Otherwise you'll need to dig up a cached version of the archive. First check the opam package cache. Look in benchmark/monorepo-bench.opam.locked to find the stored hashes of the archive, then check https://opam.ocaml.org/cache/md5/<2char>/<all chars> or https://opam.ocaml.org/cache/sha256/<2char>/<all chars> to attempt to download the package by hash. For example you can download dune.3.10.0's archive by its sha256 hash by going to https://opam.ocaml.org/cache/sha256/9f/9ff03384a98a8df79852cc674f0b4738ba8aec17029b6e2eeb514f895e710355. Sometimes a package won't be in the opam cache. You can try your computer's local opam cache which by default is in ~/.opam/download-cache. It's also organized by hash. For example dune.3.10.0 is in ~/.opam/download-cache/sha256/9f/9ff03384a98a8df79852cc674f0b4738ba8aec17029b6e2eeb514f895e710355. If it's not on your machine ask around to see if anyone else has a cached version of the package.
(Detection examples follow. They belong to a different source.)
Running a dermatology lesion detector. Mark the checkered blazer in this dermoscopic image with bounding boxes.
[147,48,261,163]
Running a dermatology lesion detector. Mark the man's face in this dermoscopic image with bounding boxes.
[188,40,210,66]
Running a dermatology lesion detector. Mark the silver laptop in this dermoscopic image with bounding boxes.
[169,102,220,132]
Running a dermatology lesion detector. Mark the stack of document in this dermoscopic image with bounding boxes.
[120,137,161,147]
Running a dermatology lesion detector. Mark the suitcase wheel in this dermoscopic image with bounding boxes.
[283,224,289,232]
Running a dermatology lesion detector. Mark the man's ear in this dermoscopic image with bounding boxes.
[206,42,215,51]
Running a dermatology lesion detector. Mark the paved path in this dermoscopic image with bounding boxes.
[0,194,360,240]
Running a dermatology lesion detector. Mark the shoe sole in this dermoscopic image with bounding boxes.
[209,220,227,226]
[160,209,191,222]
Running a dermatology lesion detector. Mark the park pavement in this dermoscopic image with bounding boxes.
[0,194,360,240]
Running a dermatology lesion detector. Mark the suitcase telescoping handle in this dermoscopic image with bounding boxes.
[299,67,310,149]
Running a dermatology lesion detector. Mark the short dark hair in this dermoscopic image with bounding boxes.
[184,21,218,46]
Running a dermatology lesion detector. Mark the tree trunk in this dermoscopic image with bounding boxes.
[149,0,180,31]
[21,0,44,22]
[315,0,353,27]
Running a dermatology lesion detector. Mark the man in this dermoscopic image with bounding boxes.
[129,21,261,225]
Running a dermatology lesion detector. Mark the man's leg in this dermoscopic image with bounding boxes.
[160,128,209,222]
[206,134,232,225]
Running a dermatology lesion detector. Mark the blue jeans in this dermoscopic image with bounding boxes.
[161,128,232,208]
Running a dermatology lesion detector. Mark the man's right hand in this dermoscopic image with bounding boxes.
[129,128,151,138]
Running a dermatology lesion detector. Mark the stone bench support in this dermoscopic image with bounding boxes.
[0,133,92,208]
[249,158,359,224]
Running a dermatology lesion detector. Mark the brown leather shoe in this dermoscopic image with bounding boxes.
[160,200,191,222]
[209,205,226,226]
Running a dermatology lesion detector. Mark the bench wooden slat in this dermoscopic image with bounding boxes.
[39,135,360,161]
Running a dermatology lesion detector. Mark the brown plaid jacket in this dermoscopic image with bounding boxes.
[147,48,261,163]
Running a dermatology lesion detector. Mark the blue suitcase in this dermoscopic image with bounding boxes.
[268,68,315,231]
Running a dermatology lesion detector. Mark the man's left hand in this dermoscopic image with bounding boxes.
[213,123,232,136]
Upload the archive to opam-source-archives

Make a PR to add the source file to opam-source-archives. Note the naming convention for files there. The file you downloaded from the cache will be named after its hash so you'll need to rename it to the package name and version. Once the PR is merged, update the links in benchmark/monorepo-bench.opam.locked (there should be 2) to a permalink to the archive's location in the opam-source-archives repo.

Update the package metadata in opam-repository

Make a PR to update the package metadata in opam-repository to change the URL for the source archive to the permalink to the archive in opam-source-archives.

Running the Benchmark

You can use the bench.Dockerfile to run the whole benchmark. You'll first need to generate the duniverse directory inside the benchmark directory by running ./generate-duniverse.sh benchmark.

$ ./generate-duniverse.sh benchmark
$ docker build . -f bench.Dockerfile --tag=benchmark
$ docker run --rm benchmark make bench

Note that this process differs slightly from the way that benchmarks are run in the dune repo. This is included as a way of testing the full monorepo benchmark on its own. For info on how the benchmark runs on dune PRs, see the documentation in the dune repo.

Generating the Benchmark Monorepo

The tools in the generate directory are for generating the monorepo. This involves creating the opam file listing package dependencies, opam monorepo lockfile with more specific package information and deterministic behaviour, and a dune file listing library dependencies. The process of regenerating the monorepo involves generating as large a set of co-installable package as possible according to opam metadata, then using opam monorepo lock to verify that they are in-fact co-installable and generate a lockfile. Finally, the libraries contained within each package (packages may contain multiple libraries) are enumerated and added to a dune file as dependencies.

However, despite the metadata in opam about mutual incompatibility of packages, some libraries fail to build in the presence of other libraries from other packages. Also, some libraries can't be built from a vendored setting such as a monorepo. Also some libraries are mutually exclusive with other libraries from the same package (e.g. multiple implementations of the same interface). For this reason, the generate/bench-proj/tools/library-ignore-list.sexp file lists all the libraries to be excluded from the library dependencies of the dune project. This list was constructed manually by a process of trial and error. Whenever the monorepo is regenerated this list will need to be updated (by hand).

There's more information about monorepo generation in generate/README.md.